For sure dump all the redundant logs. Zog can work it out.
As for the jump table, if I understand correctly currently each operation is passed two longs via PAR which are addresses of the operands. But one of them also holds command bits at the high end.
I'm suggesting that those command bits be the actual PASM address of the function to be called instead of an index into the command table.
So the get command loop would be something like:
This drops the test for out of range/invalid command values but we are not going to do that are we:)
It's a lot quicker and smaller.
But how does Spin or Zog know the command function addresses?
a) We can compile the PASM note the cog addresses and hard wire them manually into the Spin/Zog code.
b) Spin can determine them before from address calculations.
c) Put a list at a known offset in the COG that Zog can read.
d) Extract them from the compiler list file and massage them into Zog source at build time.
Either way it can be done.
BTW, Zog callback is still nice. (more feature in Propeller!)
I would love to get rid of the dispatch table, but even though the PASM 'call' instruction only takes one address, the compiler needs to know the address of the 'ret' instruction as well (which is why the naming scheme has to be myfunc...myfunc_ret). From prop manual 1.1, pg 268: This is why I had to go through the 2-layer-indirection in my shortened call dispatch table. I guess we could store both the call & ret addresses as the command ID, though it would probably take some parsing and such to regenerate the actual jmpret to be used.
I'll keep working on it though, and I'll certainly share if a solution presents itself.
Jonathan
It could be done if we used JMPRET instead of CALL. This way we can store the return address anywhere, say R. Functions like _FAdd would not use RET but jump back through R.
Now in _FMod, say, it would move R to R' then do the same JMPRET to _FAdd and the move R' back to R. I two level stack if you like.
Could be made to work if calls were not nested more than that.
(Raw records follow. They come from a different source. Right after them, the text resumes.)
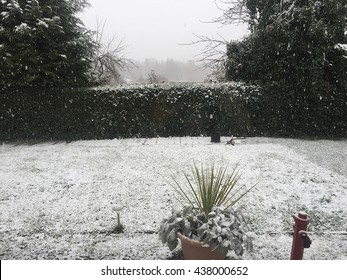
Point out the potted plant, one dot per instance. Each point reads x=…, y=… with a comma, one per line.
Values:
x=207, y=225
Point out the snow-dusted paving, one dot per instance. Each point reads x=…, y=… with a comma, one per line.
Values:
x=56, y=199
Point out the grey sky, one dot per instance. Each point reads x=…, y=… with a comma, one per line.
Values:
x=156, y=28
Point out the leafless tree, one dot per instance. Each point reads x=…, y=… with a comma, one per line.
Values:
x=109, y=59
x=213, y=54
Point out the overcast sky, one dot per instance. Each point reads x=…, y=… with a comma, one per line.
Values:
x=157, y=28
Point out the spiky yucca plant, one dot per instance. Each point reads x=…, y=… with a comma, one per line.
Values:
x=210, y=187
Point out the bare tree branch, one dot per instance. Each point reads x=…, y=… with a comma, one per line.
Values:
x=110, y=57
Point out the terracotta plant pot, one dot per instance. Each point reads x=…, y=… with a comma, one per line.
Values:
x=193, y=250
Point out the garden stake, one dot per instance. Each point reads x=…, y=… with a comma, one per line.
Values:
x=300, y=237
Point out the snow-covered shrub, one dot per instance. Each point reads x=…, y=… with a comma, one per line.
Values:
x=223, y=229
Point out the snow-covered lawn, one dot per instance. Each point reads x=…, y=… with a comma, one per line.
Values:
x=56, y=198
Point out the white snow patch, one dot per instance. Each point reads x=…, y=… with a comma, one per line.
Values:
x=57, y=199
x=22, y=27
x=42, y=23
x=341, y=47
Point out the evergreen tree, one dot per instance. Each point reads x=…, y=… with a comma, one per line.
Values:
x=43, y=44
x=297, y=52
x=293, y=41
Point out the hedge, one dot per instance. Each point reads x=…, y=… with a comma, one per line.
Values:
x=129, y=111
x=165, y=110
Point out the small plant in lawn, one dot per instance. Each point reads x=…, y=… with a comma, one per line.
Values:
x=207, y=213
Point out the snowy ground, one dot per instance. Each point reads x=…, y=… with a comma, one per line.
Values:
x=57, y=198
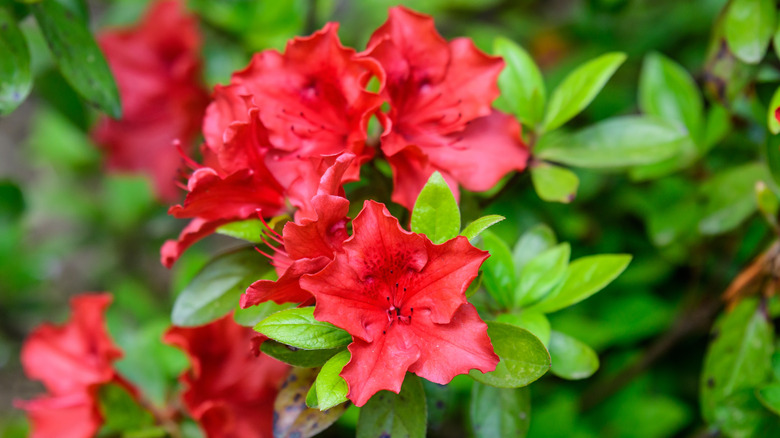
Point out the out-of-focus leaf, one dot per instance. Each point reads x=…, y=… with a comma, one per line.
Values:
x=388, y=415
x=78, y=56
x=523, y=357
x=584, y=277
x=571, y=358
x=436, y=212
x=292, y=418
x=554, y=183
x=500, y=412
x=579, y=89
x=667, y=90
x=749, y=26
x=618, y=142
x=15, y=74
x=522, y=87
x=738, y=358
x=216, y=290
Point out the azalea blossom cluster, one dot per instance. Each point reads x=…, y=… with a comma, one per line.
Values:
x=285, y=136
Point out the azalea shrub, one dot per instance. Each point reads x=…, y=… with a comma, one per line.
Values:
x=360, y=218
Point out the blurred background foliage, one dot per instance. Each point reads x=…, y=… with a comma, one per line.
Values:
x=67, y=227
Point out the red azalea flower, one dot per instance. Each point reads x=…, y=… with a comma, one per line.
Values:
x=72, y=361
x=230, y=391
x=157, y=69
x=402, y=299
x=440, y=115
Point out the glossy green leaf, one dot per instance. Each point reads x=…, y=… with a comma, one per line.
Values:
x=296, y=356
x=668, y=91
x=554, y=183
x=523, y=357
x=331, y=388
x=579, y=89
x=521, y=83
x=500, y=412
x=618, y=142
x=15, y=74
x=217, y=288
x=738, y=358
x=498, y=271
x=78, y=56
x=533, y=242
x=395, y=415
x=298, y=328
x=584, y=277
x=541, y=274
x=749, y=25
x=436, y=212
x=571, y=358
x=476, y=228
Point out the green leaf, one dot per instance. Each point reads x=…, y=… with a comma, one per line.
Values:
x=297, y=327
x=541, y=274
x=523, y=357
x=331, y=388
x=476, y=228
x=296, y=356
x=584, y=277
x=730, y=197
x=521, y=84
x=579, y=89
x=500, y=412
x=554, y=183
x=771, y=120
x=532, y=243
x=15, y=74
x=217, y=288
x=668, y=91
x=395, y=415
x=498, y=276
x=618, y=142
x=739, y=357
x=435, y=212
x=78, y=56
x=749, y=25
x=535, y=322
x=571, y=358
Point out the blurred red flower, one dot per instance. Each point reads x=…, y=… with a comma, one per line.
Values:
x=157, y=69
x=229, y=390
x=402, y=298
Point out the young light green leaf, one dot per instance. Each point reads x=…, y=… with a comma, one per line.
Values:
x=521, y=83
x=533, y=242
x=523, y=357
x=331, y=388
x=297, y=327
x=554, y=183
x=618, y=142
x=500, y=412
x=435, y=212
x=15, y=74
x=668, y=91
x=739, y=357
x=498, y=271
x=579, y=89
x=218, y=287
x=298, y=357
x=571, y=358
x=541, y=274
x=584, y=277
x=78, y=56
x=389, y=415
x=476, y=228
x=749, y=25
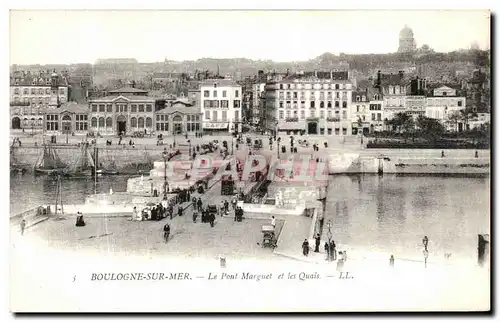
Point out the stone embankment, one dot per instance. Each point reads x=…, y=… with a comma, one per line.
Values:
x=340, y=161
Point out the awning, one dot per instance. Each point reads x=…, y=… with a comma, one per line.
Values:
x=215, y=126
x=290, y=126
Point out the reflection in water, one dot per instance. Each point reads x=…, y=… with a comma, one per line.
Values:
x=393, y=213
x=390, y=213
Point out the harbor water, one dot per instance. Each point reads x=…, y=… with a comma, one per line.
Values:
x=389, y=213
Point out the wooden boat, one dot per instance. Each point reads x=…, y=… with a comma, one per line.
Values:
x=15, y=165
x=82, y=165
x=48, y=162
x=107, y=167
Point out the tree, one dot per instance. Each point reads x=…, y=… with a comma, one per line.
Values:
x=408, y=128
x=454, y=118
x=467, y=114
x=432, y=129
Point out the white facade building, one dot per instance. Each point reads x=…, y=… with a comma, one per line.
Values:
x=314, y=106
x=221, y=105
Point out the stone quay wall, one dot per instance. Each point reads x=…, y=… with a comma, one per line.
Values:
x=339, y=161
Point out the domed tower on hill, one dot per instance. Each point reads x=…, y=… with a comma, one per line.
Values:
x=406, y=41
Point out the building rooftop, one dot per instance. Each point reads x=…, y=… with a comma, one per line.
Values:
x=73, y=107
x=126, y=97
x=180, y=107
x=127, y=90
x=220, y=83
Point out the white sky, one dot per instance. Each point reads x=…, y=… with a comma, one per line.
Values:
x=64, y=37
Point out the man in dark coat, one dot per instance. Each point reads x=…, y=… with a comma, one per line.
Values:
x=305, y=248
x=333, y=251
x=318, y=241
x=212, y=219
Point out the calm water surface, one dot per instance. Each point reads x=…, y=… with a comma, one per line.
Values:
x=389, y=213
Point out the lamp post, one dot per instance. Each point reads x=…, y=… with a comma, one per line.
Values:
x=279, y=140
x=425, y=241
x=165, y=175
x=329, y=235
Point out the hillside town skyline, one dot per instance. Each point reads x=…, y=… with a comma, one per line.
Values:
x=273, y=37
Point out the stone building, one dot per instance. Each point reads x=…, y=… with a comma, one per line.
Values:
x=179, y=118
x=37, y=90
x=126, y=110
x=312, y=104
x=406, y=41
x=221, y=105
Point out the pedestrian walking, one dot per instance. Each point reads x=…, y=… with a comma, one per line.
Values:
x=23, y=226
x=318, y=242
x=305, y=248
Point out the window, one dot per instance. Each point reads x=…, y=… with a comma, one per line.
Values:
x=81, y=122
x=52, y=122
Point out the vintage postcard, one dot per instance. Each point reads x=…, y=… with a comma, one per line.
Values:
x=249, y=161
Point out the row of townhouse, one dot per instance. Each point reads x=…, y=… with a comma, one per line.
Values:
x=334, y=107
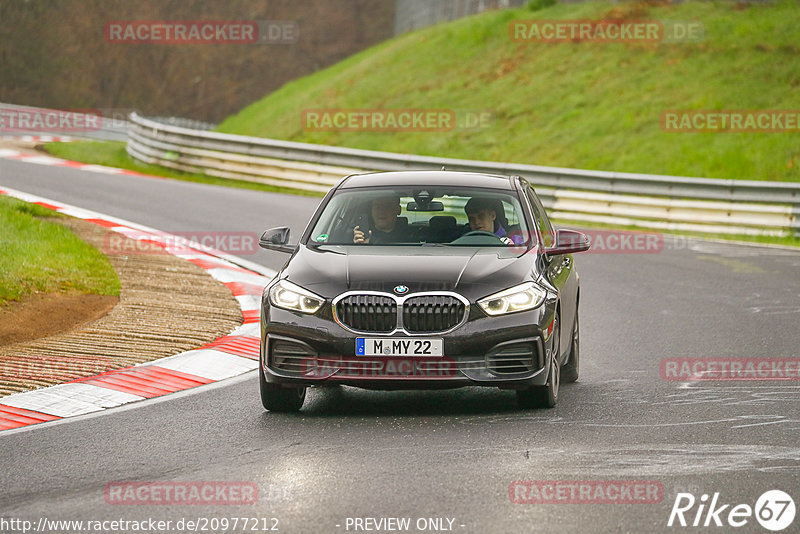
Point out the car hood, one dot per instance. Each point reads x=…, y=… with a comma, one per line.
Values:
x=471, y=271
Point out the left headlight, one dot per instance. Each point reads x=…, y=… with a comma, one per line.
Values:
x=523, y=297
x=292, y=297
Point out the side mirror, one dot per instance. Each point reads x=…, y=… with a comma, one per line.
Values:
x=276, y=239
x=569, y=242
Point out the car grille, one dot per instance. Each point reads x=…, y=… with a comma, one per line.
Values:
x=423, y=314
x=513, y=359
x=289, y=356
x=368, y=313
x=432, y=313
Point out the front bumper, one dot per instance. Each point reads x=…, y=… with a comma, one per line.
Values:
x=507, y=352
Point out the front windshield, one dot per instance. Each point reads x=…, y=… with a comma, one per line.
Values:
x=420, y=216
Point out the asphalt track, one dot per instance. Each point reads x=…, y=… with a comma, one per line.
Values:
x=451, y=454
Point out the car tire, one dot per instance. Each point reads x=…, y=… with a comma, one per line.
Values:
x=545, y=396
x=570, y=370
x=279, y=399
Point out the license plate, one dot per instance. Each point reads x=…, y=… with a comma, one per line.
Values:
x=399, y=346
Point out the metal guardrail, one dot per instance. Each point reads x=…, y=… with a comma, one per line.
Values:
x=645, y=200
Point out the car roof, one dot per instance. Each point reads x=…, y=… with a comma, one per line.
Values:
x=427, y=179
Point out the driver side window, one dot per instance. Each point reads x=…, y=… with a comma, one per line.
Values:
x=542, y=222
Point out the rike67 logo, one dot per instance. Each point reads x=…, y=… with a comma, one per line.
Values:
x=774, y=510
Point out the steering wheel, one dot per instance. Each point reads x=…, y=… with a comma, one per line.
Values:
x=480, y=232
x=474, y=238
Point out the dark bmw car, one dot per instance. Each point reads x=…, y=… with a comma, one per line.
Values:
x=423, y=279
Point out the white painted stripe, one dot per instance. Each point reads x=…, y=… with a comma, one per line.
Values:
x=208, y=363
x=43, y=160
x=66, y=400
x=227, y=275
x=249, y=329
x=101, y=168
x=249, y=302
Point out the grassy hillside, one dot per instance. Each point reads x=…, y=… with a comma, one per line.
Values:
x=41, y=256
x=584, y=104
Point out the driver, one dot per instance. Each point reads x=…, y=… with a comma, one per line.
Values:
x=482, y=216
x=387, y=227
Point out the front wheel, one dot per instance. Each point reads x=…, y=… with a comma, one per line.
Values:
x=569, y=373
x=279, y=399
x=545, y=396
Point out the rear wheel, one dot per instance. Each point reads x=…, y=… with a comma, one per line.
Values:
x=279, y=399
x=569, y=373
x=545, y=396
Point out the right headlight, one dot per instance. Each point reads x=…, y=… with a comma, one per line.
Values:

But I guess the extra instructions required to implement it negate the removal of the jump table.
Oh well.
I'm adding the modified version to the 1st post, in case anyone wants to play with it.
Jonathan
Me, right, how?
I thought I'd convinced myself that what I suggested was impossible or not worth while.
Too tired to look at code just now but here is a list of all the float functions required by the Whetstone benchmark. Which, as you know, is the most important thing Zog has to run at speed because Catalina can:)
Should be clear what they are, if not they are specified here:http://gcc.gnu.org/onlinedocs/gccint/Soft-float-library-routines.html
Guess we just have forget all the functions that operate on doubles (8 byte floats).
Yeah I noticed that, very cunning.
Problem is that it might be a bit tough to use with the Zog byte code interpreter for C if the C code has taken over all of HUB RAM and there is no Spin code or the original PASM left in HUB.